In the context of cancer, multiple processes—including enhanced proteolysis, autophagy, extracellular matrix remodeling, and systemic metabolic adaptation—may contribute to the generation and circulation of dipeptides. These mechanisms suggest that circulating peptide metabolites may reflect complex metabolic interactions between tumor tissues and the host organism.

At present, however, the functional roles of most circulating dipeptides remain unknown. Determining whether these molecules act as metabolic intermediates, stress-buffering compounds, signaling molecules, or simply degradation fragments represents an important challenge for future research.

Addressing these questions will require integrated experimental approaches combining metabolomics, isotope tracing, peptide biochemistry, and functional cellular assays. In particular, systematic identification of dipeptides that consistently appear in cancer-associated metabolic profiles may help prioritize candidates for mechanistic investigation.

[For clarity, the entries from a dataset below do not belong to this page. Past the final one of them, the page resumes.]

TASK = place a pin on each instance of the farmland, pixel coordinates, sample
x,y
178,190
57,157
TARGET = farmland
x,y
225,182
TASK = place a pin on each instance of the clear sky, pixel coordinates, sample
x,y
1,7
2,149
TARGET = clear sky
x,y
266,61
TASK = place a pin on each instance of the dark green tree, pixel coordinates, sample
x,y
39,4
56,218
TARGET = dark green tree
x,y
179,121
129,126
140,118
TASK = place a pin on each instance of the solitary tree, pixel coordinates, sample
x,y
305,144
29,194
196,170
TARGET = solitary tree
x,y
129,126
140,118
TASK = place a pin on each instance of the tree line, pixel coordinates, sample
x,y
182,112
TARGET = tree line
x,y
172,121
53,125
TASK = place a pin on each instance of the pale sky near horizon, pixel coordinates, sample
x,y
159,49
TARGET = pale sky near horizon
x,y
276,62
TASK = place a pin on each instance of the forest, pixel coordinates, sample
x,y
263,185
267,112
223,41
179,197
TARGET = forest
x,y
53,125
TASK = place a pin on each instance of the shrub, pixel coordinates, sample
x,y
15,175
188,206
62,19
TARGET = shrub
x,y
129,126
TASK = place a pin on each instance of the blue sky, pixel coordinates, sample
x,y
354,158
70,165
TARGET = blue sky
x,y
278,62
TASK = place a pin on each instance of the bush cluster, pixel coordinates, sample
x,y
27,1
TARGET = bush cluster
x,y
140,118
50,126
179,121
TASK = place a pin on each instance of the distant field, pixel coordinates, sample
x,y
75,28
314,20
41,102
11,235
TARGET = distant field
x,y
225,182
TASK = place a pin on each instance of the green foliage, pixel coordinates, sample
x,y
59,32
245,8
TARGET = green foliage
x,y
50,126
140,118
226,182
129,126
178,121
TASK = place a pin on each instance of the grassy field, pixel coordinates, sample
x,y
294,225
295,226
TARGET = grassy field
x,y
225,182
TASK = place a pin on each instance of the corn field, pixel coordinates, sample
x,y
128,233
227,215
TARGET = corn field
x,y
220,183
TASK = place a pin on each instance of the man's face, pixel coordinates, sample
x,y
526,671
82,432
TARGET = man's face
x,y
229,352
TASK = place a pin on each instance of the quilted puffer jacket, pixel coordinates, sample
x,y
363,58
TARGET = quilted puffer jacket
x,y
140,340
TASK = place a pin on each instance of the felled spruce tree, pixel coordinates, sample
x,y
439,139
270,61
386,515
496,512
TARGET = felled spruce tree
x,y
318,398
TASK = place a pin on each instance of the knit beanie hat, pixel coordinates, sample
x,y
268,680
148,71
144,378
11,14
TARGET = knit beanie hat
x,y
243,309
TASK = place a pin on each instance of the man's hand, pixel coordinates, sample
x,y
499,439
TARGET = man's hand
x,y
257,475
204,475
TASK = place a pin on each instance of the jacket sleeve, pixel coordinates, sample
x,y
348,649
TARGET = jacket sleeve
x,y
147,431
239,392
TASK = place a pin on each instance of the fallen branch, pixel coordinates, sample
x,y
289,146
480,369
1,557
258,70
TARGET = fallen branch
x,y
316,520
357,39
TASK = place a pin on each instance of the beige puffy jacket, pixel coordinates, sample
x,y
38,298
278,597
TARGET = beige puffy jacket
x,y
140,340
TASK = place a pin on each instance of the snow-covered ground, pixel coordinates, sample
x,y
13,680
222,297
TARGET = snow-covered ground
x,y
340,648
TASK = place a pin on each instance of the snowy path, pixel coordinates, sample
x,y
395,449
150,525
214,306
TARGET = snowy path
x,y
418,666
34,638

As metabolomic technologies continue to improve, previously overlooked metabolite classes—including small peptides—may emerge as important components of metabolic regulation and tumor–host communication. A deeper understanding of circulating dipeptides may therefore reveal new aspects of cancer metabolism and potentially uncover novel metabolic biomarkers or therapeutic targets.

Circulating dipeptides may represent more than passive degradation products and could, in some contexts, reflect cancer-associated proteolytic remodeling, with potential relevance to signaling processes.